Microsoft's Hololens has been available in North America since the summer, and is just now starting to roll out to other markets. Anyone can buy it, but it's really still aimed at businesses and developers. And you can totally see the business use for something like this: for an architect or designer to share their vision in 3D with a client for instance.

Unlike virtual reality headsets, Hololens offers mixed or augmented reality. You still see the regular world around you but overlaid with holographic images. It avoids the 'where the heck am I?' groping around with your hands feeling you can get using an immersive VR headset.

And there are other experiments in smart glasses. Vue, which is currently raising funds on Kickstarter, are prescription glasses that add other features like fitness tracking, music, and the ability to find out the time by tapping the side of your glasses' arm.

But the titan on the horizon is Apple, which is widely rumoured to be working on a pair of augmented reality glasses. Perhaps bringing style points that Google was unable to manage with Glass.

One reason for all this eyewear action may just be the struggle to find a new market on...your...body. iPhone sales have been dropping this year. Smartwatch sales have dropped too, although some dispute this. And certainly, our love of smartphones suggests we really want to be connected all the time.

One question for these smart devices is how they fit into social norms and etiquette. We saw how Google Glass floundered because something about it just seemed creepy and privacy invading. Snapchat spectacle seems to have solved this problem by only doing ONE thing.

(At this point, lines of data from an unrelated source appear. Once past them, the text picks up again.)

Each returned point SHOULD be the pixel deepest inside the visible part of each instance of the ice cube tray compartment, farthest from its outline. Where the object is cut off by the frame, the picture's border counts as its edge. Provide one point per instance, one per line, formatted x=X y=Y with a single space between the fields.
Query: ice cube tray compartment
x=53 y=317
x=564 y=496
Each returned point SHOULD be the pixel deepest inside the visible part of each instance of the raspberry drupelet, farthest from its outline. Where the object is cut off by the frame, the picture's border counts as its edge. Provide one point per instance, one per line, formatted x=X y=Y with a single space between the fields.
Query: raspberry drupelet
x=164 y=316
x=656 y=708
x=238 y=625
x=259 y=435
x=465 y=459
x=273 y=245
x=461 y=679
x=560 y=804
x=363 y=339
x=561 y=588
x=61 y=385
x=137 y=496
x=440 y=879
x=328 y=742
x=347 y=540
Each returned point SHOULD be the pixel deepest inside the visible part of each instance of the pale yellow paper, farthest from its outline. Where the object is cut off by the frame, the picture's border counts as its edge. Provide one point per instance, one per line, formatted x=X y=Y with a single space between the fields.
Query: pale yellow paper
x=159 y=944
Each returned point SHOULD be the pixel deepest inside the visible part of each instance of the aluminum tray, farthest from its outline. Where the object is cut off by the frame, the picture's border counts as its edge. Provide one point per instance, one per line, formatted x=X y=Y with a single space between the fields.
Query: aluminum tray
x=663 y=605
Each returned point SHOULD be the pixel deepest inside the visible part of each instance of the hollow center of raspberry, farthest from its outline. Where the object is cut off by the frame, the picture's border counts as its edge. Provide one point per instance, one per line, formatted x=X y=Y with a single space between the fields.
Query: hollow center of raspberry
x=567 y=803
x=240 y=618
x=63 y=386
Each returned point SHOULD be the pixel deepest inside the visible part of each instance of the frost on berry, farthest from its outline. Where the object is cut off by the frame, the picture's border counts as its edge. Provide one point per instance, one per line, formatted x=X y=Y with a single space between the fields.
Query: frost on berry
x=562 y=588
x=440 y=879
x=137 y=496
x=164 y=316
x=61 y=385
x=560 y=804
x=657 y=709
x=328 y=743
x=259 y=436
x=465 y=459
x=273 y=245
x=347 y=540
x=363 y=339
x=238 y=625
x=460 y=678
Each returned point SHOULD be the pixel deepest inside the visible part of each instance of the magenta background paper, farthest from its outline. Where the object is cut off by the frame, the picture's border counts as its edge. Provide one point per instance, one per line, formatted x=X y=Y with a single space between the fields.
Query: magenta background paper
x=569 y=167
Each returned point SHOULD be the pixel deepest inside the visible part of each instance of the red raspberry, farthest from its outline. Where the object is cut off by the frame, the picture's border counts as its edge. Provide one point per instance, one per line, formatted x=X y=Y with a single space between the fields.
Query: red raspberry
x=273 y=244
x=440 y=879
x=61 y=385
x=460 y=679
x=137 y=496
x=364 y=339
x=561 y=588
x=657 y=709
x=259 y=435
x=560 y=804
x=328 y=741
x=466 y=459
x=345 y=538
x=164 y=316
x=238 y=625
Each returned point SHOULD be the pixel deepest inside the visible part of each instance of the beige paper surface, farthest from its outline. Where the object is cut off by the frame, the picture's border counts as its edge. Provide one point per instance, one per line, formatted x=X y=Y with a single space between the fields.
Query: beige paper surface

And that transparency may be the key. The very smart Canadian human computer interaction thinker, Bill Buxton, uses the example of the pencil. Why does no one ever complain that someone's "always on their pencil" he asks. Because a pencil is completely transparent about what it's being used for, in a way that a watch, or augmented reality glasses, or even a smartphone really aren't.

Regardless, expect to see a big push in the months ahead to get you to put something smart on your face.